Отчаянное напряжение заполняло тягучий туман из едкого дыма самокруток и человеческих испарений. В центре камеры уже третий день лежало тело пацана, накрытое грязным одеялом. Поганые мусора перестарались с пытками и, не напрягая своего шакальего мозга, закинули изувеченный труп на общую хату. Зеки понимали, что трупные яды и пары разложения добавят немало неудобств в размеренное существование воровского братства. Тела умерших корешей на зоне принято расчленять и справлять в парашу, но выродки в серых скафандрах намеренно осквернили его, сделав неприкасаемым…

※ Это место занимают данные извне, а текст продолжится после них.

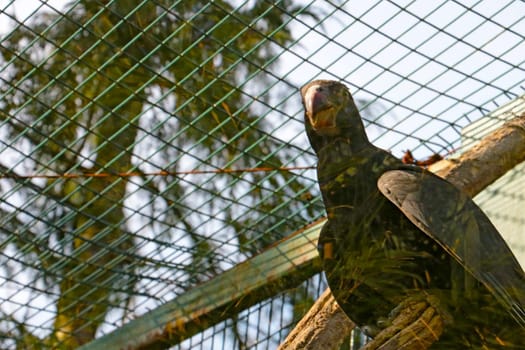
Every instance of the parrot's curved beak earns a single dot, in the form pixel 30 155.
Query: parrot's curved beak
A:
pixel 320 112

Начался этот расклад лет эдак за тридцать до описанной трагедии, когда в простой пролетарской семье на окраинах Одессы родился отмеченный Буддой Пацан. Еще, будучи малым, он прозрел свое предназначение и разглядел несчетное количество лохов, которых можно с легкостью кидать, словно лепестки лотоса, устилая путь к успеху. Казалось, сам Меркурий нашептывал ему хитрые комбинации и рисковые аферы, с которых пацан снимал жирный прикуп. Вера лохов в пацанское слово и добротный понт была настолько безгранична, что подобно штормовой волне поднимала пацана к верхним эшелонам власти. Однако, питаемая завистью темная энергия депутатских сил сконцентрировалась в некой точке пространства и в один миг обрушилась на проработанные плечи пацана, телепортировав на тюрьму.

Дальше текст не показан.